Иоахим смотрел на него через стол тем же взглядом широко раскрытых глаз, который запомнился Полу с того дня двадцать девятого года, когда они говорили о поэзии – когда Иоахим повалил на землю Генриха. Пол чувствовал, что обязан продолжить. Голосом, в котором, казалось, на весь ресторан зазвучали назидательные нотки, он сказал:
– Один английский поэт, который во время Великой войны служил офицером во Франции (его звали Уилфрид Оуэн, и в ноябре восемнадцатого он погиб), написал стихотворение под названием «Странная встреча». В нем происходит разговор между английским и немецким солдатами – через несколько минут после гибели обоих, после того, как они убили друг друга. Они говорят о той жизни, которой у них уже никогда не будет из-за войны, о возможной любви между ними, превращенной в ненависть, о будущих войнах, что начнутся под сильнейшим воздействием всей накопленной ненависти. Заканчивается стихотворение строкой: «А я – тот враг, что ты убил, мой друг», – строкой, в которой выражена мысль о том, что они – враги, призванные на фронт ради механизированного убийства, и что, будь на земле мир, они бы подружились и полюбили друг друга, а быть может, и стали любовниками.

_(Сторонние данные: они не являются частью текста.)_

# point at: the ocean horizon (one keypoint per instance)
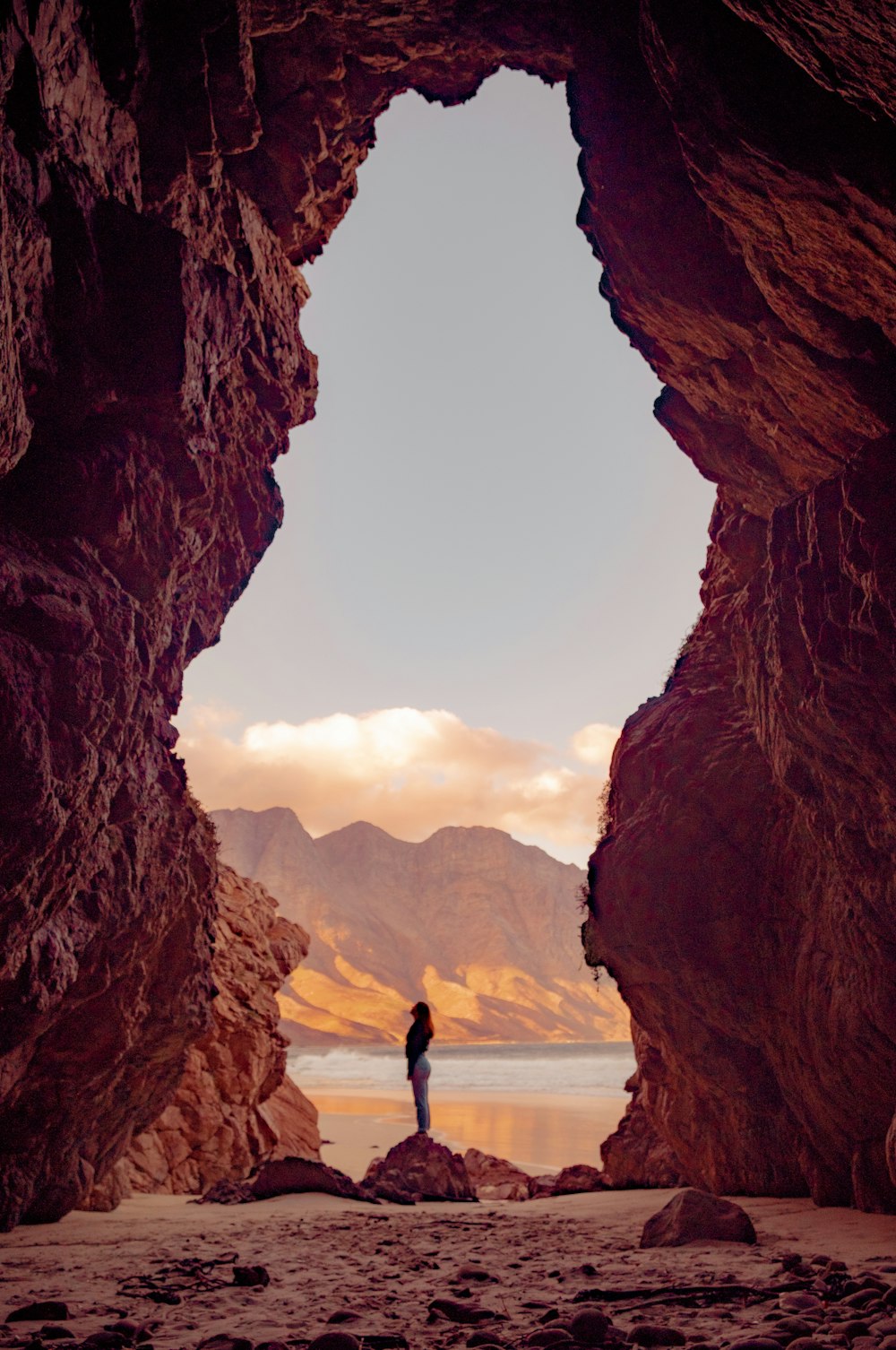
(576, 1068)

Пол обливался потом, пытаясь растолковать Иоахиму суть своего стихотворения. Казалось, его голос, его пронзительно звучащие английские слова, действительно заглушают немецкую речь за соседними столиками.
Иоахим сказал:
– Значит, по-твоему, через десять лет, в тридцать девятом, мы, немцы, возможно, будем убивать вас, англичан, а приказчик-коммунист «с обидой на весь мир в глазах» будет убивать и вас, и нас во имя мировой революции? А в двадцать девятом мы, значит, были друзьями и не убивали друг друга, а стояли нагишом под солнцем, купались и все вместе от души веселились. – Он вновь взял со стола листок со стихотворением и прочел: – «Стоит нагое трио: новый, загорелый немец, приказчик-коммунист и англичанин – я». Новый, загорелый немец – это я, ты – «англичанин – я». Но кто такой этот приказчик-коммунист… коммунист, – продолжал он, поднеся листок поближе к глазам и прочитав пару строчек, – кто «возводит свой эдем кровавыми руками», у кого «обида на весь мир в глазах»? Почему?

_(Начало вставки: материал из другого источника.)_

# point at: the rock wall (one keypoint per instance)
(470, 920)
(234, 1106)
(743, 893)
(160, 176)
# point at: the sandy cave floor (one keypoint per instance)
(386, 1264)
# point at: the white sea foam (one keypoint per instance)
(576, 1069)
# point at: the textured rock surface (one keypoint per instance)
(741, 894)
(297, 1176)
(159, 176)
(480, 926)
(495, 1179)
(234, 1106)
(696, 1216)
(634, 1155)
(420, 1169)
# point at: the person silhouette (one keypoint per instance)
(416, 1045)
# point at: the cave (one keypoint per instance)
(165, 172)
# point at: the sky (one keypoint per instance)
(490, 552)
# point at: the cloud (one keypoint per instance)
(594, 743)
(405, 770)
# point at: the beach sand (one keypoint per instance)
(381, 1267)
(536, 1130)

– Наверно, я думал о Генрихе, хотя это и не совсем о нем. Дело в том, что по замыслу в стихотворении требуется персонаж, который убивает двоих других во время революционной войны тридцать девятого года – в совершенно новой ситуации. Эта идея возникла у меня после кое-каких слов, сказанных Генрихом во время нашего похода.
– Но если коммунист, который убивает своих немецкого и английского друзей во время мировой войны или революции, – не Генрих, значит, в стихотворении вовсе не рассказывается о том, как мы втроем путешествовали вверх вдоль Рейна, – сказал Иоахим, вновь, как показалось Полу, сознательно отказываясь понимать.

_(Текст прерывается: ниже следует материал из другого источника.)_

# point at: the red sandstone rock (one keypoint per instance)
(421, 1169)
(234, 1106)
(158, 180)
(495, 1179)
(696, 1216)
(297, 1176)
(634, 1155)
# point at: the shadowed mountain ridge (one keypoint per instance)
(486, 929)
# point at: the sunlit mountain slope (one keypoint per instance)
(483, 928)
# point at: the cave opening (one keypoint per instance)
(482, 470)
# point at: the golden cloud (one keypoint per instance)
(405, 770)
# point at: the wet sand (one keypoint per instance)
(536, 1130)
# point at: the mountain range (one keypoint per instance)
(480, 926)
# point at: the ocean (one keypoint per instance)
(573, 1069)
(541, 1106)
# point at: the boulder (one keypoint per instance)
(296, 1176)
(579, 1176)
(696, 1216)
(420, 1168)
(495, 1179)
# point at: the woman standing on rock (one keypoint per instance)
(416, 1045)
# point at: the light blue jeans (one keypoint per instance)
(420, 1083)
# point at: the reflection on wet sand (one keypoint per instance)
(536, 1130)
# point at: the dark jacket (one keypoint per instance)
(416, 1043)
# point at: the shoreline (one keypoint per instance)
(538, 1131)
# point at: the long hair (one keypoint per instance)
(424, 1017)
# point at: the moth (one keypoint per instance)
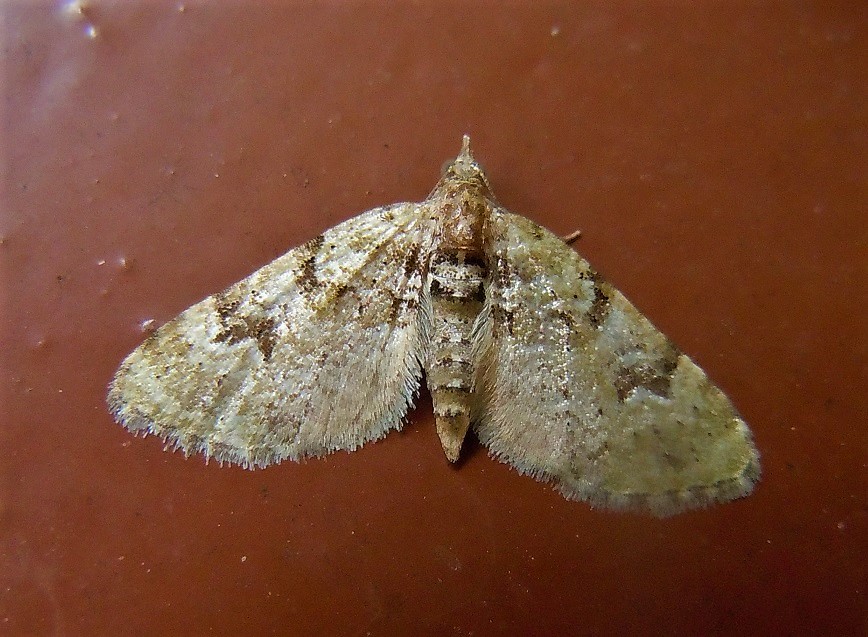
(516, 335)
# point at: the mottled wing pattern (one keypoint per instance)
(317, 351)
(580, 389)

Пол почувствовал крайнюю необходимость доказать, что в его стихотворении говорится именно о нем, Иоахиме и Генрихе.
– Но разве ты забыл тот день, когда мы спустились с холма после того, как осмотрели статую Германии, и Генрих сказал, что он коммунист? Разве ты не помнишь, как швырнул его на землю?
Об этом случае они не говорили еще ни разу.
Иоахим очень пристально посмотрел на Пола и медленно покачал головой.
– Нет, я не помню, чтобы Генрих когда-нибудь говорил, что он коммунист. Да и о том, что он когда-либо называл себя приказчиком «с обидой на весь мир в глазах» – тоже не помню. Все это связано только с твоим стихотворением. Генрих – коммунист! Нелепое предположение! Да и швырнуть его на землю я никогда бы не смог – разве что забавы ради, во время игры. Но только не тогда! Только не во время нашего похода по берегу Рейна! Разве что потом, в Гамбурге.
– Ну что ж, тогда это стихотворение не о нас. Просто стихотворение, – сказал Пол, сдаваясь.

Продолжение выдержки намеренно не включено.